Stella Kyriakides, EU health commissioner, on Monday proposed forcing companies to give notice beforehand of any plans to send shipments elsewhere in the world, as the bloc scrambles to boost its supplies of jabs. Officials say the tougher approach is expected to be modelled on a temporary scheme last year that required companies to seek authorisation for exporting Covid-19 personal protective equipment outside the EU.
 
The commission held inconclusive crisis talks with AstraZeneca on Monday night over the production shortfall, which threatens to leave EU countries further behind the US and UK in Covid-19 vaccine rollout. “We want clarity on transactions and full transparency concerning the export of vaccines from the EU,” Ms Kyriakides told reporters on Monday. “In the future, all companies producing vaccines against Covid-19 in the EU will have to provide early notification whenever they want to export vaccines to third countries."
 
The proposed stricter regulations on vaccine exports highlight the intensity of the battle for jabs that are still in short supply globally.
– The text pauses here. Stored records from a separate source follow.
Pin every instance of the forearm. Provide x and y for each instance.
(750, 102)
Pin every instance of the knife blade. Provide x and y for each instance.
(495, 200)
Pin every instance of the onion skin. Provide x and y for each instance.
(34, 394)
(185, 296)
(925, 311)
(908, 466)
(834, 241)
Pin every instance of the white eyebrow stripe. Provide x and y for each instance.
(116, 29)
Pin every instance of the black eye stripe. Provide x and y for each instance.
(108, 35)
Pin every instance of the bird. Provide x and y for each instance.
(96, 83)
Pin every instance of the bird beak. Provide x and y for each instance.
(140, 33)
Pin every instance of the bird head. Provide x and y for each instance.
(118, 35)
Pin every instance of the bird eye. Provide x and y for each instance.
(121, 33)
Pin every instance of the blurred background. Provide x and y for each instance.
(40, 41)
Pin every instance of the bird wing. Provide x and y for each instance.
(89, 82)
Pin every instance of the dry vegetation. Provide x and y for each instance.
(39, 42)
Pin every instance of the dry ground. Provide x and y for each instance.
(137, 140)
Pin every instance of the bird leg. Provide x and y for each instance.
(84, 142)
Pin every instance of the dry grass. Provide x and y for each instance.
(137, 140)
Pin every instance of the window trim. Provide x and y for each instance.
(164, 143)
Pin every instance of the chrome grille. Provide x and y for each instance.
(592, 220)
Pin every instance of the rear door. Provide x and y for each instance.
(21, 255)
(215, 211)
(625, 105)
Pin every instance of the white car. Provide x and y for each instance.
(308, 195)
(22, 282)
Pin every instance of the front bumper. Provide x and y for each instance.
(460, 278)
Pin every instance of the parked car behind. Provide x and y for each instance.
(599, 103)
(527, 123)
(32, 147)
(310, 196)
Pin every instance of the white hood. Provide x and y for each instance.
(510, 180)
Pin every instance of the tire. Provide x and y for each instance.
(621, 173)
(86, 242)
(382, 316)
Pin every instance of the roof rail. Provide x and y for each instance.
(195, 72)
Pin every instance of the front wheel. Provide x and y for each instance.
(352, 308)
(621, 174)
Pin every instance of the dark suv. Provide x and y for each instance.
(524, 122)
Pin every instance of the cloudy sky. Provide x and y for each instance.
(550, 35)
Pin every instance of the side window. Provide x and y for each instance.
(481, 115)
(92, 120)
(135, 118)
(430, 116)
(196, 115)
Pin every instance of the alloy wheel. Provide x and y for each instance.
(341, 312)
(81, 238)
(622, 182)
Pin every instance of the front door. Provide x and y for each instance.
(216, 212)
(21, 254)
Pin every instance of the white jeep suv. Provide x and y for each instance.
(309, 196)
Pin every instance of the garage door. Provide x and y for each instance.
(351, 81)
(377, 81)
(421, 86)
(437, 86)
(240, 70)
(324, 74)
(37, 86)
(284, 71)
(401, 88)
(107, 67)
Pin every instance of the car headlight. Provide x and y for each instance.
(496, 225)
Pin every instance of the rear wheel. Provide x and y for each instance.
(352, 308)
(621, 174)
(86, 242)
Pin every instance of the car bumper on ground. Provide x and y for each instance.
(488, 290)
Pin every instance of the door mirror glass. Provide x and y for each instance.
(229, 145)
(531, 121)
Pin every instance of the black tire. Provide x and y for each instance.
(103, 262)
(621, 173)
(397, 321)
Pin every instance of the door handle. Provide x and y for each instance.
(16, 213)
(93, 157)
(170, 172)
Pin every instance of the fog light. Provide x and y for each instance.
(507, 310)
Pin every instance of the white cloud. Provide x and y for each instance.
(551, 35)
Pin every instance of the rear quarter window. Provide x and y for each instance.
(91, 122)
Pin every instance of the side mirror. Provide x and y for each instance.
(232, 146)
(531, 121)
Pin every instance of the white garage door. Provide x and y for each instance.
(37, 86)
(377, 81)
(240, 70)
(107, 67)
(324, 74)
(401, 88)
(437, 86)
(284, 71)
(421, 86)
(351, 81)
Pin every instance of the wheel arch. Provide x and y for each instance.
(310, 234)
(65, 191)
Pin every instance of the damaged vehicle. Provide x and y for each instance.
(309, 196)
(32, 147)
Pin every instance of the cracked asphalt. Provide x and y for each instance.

The EU put the PPE rules in place between March and May last year because of similar fears about product scarcity.
 
The commission and EU member states have been angered by AstraZeneca’s disclosure on Friday that its first-quarter deliveries could be more than 50 per cent lower than the up-to-100m shots the European bloc had expected, European officials said. The company produces at sites in both the EU and the UK, which is unaffected by the proposed supply cut.
 
The company has said there is no “scheduled delay” to shipments of its vaccines, but “initial volumes” will be lower than anticipated because of reduced yields at a manufacturing site in the EU supply chain. But Ms Kyriakides said AstraZeneca’s proposed new supply schedule was “not acceptable” and said the EU wanted to know “exactly which doses have been produced [and] where by AstraZeneca . . . and if, or to whom, they have been delivered”. After the Monday night meeting ended, she expressed “dissatisfaction with the lack of clarity and insufficient explanations” by the company.
 
“EU member states are united: vaccine developers have societal and contractual responsibilities they need to uphold,” she tweeted. Ursula von der Leyen, commission president, had earlier held talks with Pascal Soriot, the drugmaker’s chief executive, to urge the company to speed up deliveries. She “made it clear” to Mr Soriot that she “expects AstraZeneca to deliver on the contractual arrangements” in the agreement by the EU to buy up to 400m doses, the commission said.
 
AstraZeneca said it was doing “everything it can” to deliver the doses as soon as possible. “Our CEO Pascal Soriot was pleased to speak with the commission president Ursula von der Leyen earlier today. He stressed the importance of working in partnership and how AstraZeneca is doing everything it can to bring its vaccine to millions of Europeans as soon as possible,” the company said.

The AstraZeneca jab, made in collaboration with Oxford university, was the first vaccine to be pre-ordered by the EU. The 400m doses of the two-shot course would cover almost half the region’s 446m population. While the UK has given more than 10 doses per 100 residents and the US 6.6 per 100, the EU has yet to reach two doses per 100 residents, according to FT data.